NFL Rumors: Insider reveals details of contract offer Cowboys made Dalton Schultz
By Jerry Trotta
Before Tuesday, there were rumblings that the Dallas Cowboys might be able to retain Dalton Schultz on a team-friendly deal.
The tight end market has been moving at a snail’s pace since the start of the legal tampering period, and the consensus was that multiple teams liked Schultz but weren’t willing to pay him top-tier money for the position.
When the dust settled, Schultz inked a one-year, $9 million contract with the Texans, who plucked Noah Brown in the first week of free agency.
It’s nowhere near the money Schultz was looking for, but it puts him in a great position to become a security blanket for a (likely) rookie quarterback, see massive volume in an offense that doesn’t have many proven pass-catchers — even fewer after they traded Brandin Cooks — and earn a big pay day next year.
All that said, something tells us Schultz is regretting betting on himself and playing on the franchise tag last season.
In his latest MMBQ column, Sports Illustrated’s Albert Breer revealed the details of the lucrative contract offer the Cowboys made Schultz last offseason before the tag-extension deadline.

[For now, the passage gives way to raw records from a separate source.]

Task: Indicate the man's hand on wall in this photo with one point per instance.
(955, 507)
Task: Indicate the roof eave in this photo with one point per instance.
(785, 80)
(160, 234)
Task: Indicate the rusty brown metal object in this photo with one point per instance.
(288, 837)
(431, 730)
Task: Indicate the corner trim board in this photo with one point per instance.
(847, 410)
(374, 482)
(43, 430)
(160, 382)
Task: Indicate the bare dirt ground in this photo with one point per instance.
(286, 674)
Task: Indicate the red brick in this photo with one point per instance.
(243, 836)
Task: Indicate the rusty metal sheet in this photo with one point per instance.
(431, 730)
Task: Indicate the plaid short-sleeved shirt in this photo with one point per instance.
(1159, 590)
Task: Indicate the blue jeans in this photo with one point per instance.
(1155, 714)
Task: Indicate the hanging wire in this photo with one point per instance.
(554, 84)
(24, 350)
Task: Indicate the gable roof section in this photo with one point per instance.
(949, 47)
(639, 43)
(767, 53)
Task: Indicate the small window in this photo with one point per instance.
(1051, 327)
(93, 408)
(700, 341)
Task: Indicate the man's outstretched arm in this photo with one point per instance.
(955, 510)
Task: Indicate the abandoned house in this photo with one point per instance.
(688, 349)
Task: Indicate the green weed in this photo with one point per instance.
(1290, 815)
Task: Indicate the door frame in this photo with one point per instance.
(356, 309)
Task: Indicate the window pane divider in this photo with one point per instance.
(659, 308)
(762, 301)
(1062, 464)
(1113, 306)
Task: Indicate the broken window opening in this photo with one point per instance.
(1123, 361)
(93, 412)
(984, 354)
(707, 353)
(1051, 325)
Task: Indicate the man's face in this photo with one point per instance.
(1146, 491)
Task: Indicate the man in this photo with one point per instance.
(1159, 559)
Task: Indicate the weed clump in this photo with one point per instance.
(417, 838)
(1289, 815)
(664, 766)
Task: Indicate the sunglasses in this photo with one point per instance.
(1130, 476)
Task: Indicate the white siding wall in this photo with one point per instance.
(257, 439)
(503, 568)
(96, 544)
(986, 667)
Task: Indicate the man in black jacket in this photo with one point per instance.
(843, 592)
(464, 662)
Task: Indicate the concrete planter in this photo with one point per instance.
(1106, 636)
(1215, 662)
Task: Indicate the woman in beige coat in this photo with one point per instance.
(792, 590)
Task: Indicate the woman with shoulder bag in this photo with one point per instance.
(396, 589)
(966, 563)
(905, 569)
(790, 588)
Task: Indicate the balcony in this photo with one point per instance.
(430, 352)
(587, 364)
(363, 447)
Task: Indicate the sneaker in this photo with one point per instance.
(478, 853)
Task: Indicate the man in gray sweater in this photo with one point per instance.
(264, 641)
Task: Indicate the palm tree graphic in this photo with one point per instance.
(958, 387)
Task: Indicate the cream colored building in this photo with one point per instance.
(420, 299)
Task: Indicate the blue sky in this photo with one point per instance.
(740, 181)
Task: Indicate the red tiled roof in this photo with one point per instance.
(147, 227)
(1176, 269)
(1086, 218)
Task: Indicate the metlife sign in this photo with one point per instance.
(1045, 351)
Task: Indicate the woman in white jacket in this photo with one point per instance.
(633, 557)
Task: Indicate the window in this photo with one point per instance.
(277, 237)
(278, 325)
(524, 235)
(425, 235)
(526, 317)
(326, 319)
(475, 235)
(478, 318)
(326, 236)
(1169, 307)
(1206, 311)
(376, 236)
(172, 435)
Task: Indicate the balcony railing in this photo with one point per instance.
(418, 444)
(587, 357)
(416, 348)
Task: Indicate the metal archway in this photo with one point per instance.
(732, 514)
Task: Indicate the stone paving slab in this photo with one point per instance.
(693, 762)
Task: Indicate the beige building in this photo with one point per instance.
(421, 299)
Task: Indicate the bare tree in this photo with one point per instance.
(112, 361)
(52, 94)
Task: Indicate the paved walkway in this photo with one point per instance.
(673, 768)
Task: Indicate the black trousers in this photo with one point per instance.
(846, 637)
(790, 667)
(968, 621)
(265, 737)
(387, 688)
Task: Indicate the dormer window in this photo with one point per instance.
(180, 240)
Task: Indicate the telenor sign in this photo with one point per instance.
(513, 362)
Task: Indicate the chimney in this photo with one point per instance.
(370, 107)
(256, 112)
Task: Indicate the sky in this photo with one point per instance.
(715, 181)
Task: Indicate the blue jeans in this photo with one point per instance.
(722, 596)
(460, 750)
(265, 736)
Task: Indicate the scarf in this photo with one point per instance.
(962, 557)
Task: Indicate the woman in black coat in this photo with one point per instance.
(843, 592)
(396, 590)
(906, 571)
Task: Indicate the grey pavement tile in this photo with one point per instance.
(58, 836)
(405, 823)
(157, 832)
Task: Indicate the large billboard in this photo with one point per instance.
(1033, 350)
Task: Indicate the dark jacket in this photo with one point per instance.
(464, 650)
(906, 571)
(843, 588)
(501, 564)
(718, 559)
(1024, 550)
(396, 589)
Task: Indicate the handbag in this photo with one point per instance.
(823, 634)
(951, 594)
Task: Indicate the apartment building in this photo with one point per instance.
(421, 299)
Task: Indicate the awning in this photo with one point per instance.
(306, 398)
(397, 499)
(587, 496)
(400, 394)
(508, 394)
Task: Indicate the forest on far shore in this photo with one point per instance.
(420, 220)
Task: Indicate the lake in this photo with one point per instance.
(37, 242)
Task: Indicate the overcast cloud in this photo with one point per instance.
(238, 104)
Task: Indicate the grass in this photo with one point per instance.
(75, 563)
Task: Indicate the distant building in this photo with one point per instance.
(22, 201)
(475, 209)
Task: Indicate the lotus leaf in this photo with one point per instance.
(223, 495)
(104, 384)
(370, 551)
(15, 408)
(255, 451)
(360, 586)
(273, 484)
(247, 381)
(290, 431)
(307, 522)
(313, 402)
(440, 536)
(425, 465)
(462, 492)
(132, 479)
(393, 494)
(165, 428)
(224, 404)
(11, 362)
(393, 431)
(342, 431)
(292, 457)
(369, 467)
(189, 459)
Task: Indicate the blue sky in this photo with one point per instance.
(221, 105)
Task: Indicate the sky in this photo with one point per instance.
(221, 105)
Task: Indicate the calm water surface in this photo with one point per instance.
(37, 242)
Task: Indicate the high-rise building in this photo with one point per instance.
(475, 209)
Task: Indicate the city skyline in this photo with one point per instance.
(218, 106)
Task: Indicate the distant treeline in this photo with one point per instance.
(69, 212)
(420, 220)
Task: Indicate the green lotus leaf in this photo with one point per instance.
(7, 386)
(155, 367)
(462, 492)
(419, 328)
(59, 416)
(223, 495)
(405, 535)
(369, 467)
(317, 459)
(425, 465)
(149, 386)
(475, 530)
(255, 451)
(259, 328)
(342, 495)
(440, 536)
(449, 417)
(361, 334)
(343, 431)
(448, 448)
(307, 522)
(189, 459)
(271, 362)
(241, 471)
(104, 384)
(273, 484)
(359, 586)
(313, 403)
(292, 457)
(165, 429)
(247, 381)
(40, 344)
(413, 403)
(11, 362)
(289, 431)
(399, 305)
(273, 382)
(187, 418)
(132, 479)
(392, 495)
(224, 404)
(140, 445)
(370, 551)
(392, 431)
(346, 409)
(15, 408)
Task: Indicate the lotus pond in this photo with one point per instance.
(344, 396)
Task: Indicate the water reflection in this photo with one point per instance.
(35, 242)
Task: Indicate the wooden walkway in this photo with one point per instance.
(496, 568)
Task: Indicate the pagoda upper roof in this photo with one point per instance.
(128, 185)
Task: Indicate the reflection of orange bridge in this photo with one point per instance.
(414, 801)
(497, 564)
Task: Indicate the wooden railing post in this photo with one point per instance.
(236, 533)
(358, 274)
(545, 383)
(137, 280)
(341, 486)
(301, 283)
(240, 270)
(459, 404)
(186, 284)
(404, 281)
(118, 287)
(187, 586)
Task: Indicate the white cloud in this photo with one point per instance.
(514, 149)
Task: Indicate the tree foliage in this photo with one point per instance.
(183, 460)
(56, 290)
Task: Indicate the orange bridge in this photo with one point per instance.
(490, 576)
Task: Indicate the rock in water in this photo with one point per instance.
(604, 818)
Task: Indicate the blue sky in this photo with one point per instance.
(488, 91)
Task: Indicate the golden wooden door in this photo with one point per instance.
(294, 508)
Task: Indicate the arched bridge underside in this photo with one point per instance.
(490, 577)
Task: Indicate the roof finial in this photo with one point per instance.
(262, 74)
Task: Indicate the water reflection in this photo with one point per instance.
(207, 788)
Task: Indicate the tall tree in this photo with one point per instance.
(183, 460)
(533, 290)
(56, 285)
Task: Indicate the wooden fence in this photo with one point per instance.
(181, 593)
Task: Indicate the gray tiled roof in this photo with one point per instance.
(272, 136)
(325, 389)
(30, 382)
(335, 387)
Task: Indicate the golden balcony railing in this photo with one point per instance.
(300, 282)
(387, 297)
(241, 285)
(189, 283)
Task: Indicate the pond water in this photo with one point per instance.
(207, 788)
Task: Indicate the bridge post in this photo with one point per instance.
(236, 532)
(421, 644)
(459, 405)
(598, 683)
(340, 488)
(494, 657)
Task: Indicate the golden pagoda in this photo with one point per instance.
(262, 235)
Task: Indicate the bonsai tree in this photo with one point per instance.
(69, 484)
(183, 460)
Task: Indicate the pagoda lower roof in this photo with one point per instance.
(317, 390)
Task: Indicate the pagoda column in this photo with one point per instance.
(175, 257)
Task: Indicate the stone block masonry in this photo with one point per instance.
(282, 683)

NFL Rumors: Dalton Schultz rejected lucrative contract offer from Cowboys before 2023 season.
"“One gamble that hasn’t worked—Cowboys TE Dalton Schultz betting on himself and playing on the franchise tag in 2023. Schultz had a three-year, $36 million deal at one point,” Breer noted. “I get why he’d pass that up. But the fallout hasn’t been pretty. Schultz played on a $10.9 million franchise tender last year, and now he’s unsigned and still on the market about a week into free agency.”"
That’s a tough pill to swallow for Schultz.
Three years and $36 million is undoubtedly a fair offer from Dallas. For context, $12 million per year would’ve made him the ninth-highest-paid TE in the league, and that doesn’t include the guaranteed money Dallas offered, which remains a mystery. Looking at tight end salaries, though, is fair to venture his guarantees would’ve clocked in north of $20 million, potentially even as high as the mid-20s.
In Schultz’s defense, he’s not wrong for thinking he’s worth more than David Njoku ($13.687 million per year), Dawson Knox ($13 million), and Hunter Henry ($12.5 million). A $13.8 million per year offer would slot Schultz just behind Ravens stud Mark Andrews as the sixth-highest paid tight end in terms of AAV.
Over the last three years, his numbers are right there with the NFL’s elite. Only three other tight ends during that span have managed 50 or more catches and 500 or more receiving yards in each season. That’s no small feat.
All told, Schultz is still probably kicking himself for rejecting Dallas’ reported offer. $12 million a year over a three-year span is nothing to sneeze at, and now the former fourth-round pick is forced to settle for another prove-it deal with a rebuilding team.
Maybe he parlays that into entering the Andrews realm of salaries next offseason. Maybe he never lives down declining the Cowboys’ offer.
It’s anyone’s guess, but we’re rooting for him to make it work.